Present: Senators Lodge (chairman), Brandegee, Knox, New, Moses, Swanson, and Pomerene.

The CHAIRMAN. We will hear those who desire to speak in behalf of Hungary. Our time is very short. We can give you gentlemen only an hour, as we have another hearing set for this morning. STATEMENT OF EUGENE PIVÁNY, NATIONAL SECRETARY OF THE HUNGARIAN-AMERICAN FEDERATION.

Mr. PIVÁNY. Mr. Chairman, and members of the Committee on Foreign Relations, before presenting our case to you on behalf of the Hungarian-American Federation, I wish to express our thanks for, and appreciation of, the spirit of fair play evinced by the willingness of your committee to have us testify before you in the case of Hungary.
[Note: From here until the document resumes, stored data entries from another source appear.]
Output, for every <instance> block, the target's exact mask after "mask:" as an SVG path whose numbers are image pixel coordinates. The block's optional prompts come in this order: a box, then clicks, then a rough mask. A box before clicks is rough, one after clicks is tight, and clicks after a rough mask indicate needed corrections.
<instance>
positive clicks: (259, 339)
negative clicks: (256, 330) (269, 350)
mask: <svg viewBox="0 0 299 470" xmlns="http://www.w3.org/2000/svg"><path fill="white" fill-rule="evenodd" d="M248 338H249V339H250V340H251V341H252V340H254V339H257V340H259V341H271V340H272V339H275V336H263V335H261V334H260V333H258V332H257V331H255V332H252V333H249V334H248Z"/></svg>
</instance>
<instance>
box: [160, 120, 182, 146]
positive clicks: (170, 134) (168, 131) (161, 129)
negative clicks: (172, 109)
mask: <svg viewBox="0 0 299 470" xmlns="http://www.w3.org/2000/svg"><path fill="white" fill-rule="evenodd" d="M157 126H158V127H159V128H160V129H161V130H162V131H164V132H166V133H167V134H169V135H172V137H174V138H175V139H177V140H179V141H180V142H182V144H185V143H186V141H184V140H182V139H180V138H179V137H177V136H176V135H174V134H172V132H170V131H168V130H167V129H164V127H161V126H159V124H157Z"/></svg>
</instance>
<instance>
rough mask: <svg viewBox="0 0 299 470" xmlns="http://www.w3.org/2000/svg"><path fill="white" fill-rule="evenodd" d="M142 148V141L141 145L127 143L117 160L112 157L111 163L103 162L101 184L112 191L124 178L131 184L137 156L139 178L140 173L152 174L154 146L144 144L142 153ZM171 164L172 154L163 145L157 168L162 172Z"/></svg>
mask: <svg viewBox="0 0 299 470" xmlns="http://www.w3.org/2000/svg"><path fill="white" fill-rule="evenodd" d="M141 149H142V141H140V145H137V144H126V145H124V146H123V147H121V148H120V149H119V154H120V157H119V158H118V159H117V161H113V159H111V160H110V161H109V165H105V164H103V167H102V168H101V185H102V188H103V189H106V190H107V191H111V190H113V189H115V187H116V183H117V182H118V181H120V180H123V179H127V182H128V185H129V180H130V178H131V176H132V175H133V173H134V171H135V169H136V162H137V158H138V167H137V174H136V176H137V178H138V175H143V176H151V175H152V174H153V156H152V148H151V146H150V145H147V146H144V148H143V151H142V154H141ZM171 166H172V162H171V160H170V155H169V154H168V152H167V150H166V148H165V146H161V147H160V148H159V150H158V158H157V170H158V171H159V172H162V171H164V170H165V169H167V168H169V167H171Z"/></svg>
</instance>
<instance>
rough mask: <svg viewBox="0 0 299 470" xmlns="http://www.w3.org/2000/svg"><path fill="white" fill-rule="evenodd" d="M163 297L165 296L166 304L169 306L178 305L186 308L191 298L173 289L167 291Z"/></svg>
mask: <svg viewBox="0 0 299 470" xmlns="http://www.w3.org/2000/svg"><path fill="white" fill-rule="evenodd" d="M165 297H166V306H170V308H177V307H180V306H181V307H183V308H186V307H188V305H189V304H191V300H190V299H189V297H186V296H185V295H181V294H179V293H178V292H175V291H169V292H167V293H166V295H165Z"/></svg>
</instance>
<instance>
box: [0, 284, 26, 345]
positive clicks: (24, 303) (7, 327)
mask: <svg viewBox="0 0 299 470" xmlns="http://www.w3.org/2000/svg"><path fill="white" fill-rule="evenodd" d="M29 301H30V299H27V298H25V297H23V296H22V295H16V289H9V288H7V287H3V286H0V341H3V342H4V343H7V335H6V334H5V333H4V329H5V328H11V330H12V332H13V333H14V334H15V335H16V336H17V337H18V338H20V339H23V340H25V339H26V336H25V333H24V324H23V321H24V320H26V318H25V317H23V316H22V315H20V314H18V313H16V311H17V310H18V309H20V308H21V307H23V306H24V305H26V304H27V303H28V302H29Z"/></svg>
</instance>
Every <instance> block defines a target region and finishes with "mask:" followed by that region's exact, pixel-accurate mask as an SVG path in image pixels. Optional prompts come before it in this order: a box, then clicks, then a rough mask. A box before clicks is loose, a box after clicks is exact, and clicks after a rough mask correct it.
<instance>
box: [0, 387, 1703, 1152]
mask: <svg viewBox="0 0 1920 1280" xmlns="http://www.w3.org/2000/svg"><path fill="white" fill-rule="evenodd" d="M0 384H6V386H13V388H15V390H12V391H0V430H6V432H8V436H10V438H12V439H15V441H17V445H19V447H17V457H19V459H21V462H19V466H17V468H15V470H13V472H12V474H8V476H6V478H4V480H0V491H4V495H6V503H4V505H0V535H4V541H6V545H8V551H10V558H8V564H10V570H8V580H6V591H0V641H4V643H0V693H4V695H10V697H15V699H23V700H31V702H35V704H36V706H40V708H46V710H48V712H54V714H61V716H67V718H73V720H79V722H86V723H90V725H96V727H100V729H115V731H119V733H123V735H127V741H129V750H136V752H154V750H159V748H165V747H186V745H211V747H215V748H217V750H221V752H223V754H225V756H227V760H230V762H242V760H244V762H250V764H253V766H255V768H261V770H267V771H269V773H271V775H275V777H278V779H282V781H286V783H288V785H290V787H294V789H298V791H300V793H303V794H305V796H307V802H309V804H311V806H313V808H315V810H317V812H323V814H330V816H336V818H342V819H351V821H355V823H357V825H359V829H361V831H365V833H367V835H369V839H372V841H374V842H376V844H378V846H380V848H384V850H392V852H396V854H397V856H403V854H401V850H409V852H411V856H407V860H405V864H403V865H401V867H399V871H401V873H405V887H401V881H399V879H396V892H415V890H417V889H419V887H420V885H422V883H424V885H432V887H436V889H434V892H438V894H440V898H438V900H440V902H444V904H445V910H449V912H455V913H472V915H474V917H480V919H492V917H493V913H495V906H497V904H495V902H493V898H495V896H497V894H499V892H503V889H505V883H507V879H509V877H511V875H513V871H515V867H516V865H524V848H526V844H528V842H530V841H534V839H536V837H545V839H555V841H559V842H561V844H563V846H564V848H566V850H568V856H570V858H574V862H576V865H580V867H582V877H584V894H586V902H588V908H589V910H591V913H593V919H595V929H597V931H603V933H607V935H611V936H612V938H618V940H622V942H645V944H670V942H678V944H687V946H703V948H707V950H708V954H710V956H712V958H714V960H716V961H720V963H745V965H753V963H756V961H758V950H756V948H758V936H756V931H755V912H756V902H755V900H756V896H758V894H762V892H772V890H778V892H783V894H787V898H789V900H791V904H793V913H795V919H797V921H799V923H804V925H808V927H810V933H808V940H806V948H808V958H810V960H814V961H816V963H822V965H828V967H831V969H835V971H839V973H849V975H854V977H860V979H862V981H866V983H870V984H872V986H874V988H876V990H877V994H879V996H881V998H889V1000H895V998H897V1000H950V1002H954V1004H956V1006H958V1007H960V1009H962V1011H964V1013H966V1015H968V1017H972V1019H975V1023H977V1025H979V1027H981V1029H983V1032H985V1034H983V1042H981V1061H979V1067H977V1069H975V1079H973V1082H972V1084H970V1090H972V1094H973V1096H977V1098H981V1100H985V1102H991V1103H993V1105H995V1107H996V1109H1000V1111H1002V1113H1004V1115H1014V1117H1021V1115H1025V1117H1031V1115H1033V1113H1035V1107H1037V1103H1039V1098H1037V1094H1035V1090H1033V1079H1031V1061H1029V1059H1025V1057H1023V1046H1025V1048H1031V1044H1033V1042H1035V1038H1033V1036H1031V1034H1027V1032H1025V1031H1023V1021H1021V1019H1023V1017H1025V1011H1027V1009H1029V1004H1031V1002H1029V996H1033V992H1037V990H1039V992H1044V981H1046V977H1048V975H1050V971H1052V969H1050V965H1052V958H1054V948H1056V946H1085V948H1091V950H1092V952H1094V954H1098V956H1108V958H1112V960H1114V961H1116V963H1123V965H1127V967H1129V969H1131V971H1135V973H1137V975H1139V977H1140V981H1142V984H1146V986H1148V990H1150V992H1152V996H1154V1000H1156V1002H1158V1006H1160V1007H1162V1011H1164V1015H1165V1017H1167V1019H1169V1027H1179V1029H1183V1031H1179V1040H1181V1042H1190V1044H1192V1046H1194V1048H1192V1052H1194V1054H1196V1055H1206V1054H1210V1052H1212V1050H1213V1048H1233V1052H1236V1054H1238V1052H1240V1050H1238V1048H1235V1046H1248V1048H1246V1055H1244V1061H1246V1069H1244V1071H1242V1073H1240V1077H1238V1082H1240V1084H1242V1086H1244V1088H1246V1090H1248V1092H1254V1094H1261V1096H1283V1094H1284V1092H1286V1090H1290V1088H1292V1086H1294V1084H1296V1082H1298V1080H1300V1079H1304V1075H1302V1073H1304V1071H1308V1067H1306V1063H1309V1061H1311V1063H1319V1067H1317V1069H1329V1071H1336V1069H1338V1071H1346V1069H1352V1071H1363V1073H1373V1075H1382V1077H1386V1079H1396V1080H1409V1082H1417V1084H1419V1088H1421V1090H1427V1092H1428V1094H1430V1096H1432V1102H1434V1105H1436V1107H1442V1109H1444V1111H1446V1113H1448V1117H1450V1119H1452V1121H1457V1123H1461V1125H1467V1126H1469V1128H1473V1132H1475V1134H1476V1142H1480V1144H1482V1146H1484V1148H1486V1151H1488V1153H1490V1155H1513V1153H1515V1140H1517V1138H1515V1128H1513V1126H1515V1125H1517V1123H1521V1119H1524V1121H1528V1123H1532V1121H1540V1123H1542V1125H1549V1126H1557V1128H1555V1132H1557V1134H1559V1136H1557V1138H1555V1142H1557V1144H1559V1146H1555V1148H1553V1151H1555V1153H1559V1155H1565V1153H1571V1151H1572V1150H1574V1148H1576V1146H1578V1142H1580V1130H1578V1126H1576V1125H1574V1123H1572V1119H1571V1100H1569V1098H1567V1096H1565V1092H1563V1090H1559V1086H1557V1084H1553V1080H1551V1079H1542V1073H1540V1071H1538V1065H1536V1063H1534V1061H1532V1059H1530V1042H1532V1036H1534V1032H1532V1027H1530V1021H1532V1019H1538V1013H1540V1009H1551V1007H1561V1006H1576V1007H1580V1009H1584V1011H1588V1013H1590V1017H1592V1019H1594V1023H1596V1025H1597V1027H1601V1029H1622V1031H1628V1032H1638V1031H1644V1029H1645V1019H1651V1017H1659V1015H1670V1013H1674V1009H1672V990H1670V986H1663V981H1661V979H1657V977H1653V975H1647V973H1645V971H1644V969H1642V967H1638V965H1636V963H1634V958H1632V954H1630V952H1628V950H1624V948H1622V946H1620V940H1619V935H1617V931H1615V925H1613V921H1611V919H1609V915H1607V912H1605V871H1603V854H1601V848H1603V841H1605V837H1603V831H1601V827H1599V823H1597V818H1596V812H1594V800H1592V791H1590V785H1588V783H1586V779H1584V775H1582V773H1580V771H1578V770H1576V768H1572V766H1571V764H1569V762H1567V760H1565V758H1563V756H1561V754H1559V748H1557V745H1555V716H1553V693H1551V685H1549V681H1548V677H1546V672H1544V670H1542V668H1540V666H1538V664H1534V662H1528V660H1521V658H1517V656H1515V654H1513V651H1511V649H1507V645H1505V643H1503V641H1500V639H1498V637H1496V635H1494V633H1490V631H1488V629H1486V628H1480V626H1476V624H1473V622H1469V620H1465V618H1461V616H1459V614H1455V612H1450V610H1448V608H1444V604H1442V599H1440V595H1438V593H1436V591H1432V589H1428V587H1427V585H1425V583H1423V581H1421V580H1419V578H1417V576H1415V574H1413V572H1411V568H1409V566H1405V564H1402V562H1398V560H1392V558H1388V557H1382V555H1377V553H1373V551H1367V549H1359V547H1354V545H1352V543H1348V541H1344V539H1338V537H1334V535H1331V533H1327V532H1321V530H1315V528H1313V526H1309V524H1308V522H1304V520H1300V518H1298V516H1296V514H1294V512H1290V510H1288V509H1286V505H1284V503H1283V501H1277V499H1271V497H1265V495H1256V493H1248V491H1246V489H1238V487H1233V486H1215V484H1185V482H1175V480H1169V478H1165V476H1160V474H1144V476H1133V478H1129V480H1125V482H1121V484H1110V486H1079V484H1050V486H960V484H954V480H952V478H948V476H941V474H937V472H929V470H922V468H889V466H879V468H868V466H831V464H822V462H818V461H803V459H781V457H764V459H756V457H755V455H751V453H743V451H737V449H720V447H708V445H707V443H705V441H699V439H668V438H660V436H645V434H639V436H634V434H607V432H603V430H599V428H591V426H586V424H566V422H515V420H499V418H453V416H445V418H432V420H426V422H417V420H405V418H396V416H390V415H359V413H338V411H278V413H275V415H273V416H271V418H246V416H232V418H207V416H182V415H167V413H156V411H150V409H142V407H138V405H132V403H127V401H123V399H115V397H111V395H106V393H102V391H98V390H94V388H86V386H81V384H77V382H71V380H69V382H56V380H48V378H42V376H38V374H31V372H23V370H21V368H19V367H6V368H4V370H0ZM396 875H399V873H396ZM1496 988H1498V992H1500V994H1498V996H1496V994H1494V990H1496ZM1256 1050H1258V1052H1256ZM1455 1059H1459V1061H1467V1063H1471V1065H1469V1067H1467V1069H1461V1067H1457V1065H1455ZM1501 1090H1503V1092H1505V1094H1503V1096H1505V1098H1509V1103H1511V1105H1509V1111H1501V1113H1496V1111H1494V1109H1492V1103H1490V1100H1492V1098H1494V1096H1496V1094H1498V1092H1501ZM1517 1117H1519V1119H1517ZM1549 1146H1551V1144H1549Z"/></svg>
We feel that in appearing before you we are performing a civic duty and are serving the best interests of our country as well as of mankind, for

(1) We endeavor thereby to prevent the United States of America from becoming an active partner to the unwarranted, unjust and arbitrary disintegration and annihilation of a country that has existed in the territorial condition now to be disturbed for over a thousand years and had become a recognized factor of civilization;

(2) By placing at the disposal of your committee, the Senate of the United States, and the American people the true facts of the case, we endeavor to prevent that judgment be based on the one-sided, or unreal, or fabricated statements which have been spread broadcast by the claimants of Hungarian territory for several years past;

(3) The fate of what had been known until the armistice as Hungary is not a matter of indifference to the rest of the world, as might be inferred from the lack of interest in the subject shown by various factors of public opinion in this country. On the contrary, the very peace of Europe depends on it.

In order to add to the lucidity of our brief, we beg leave to give first a concise account of the treatment accorded to Hungary during the armistice, then present our data and arguments grouped as to (1) the historical; (2) the racial or ethnographic; (3) the religious; (4) the economic; and (5) the political or international aspects of the case, and, finally, state our conclusions.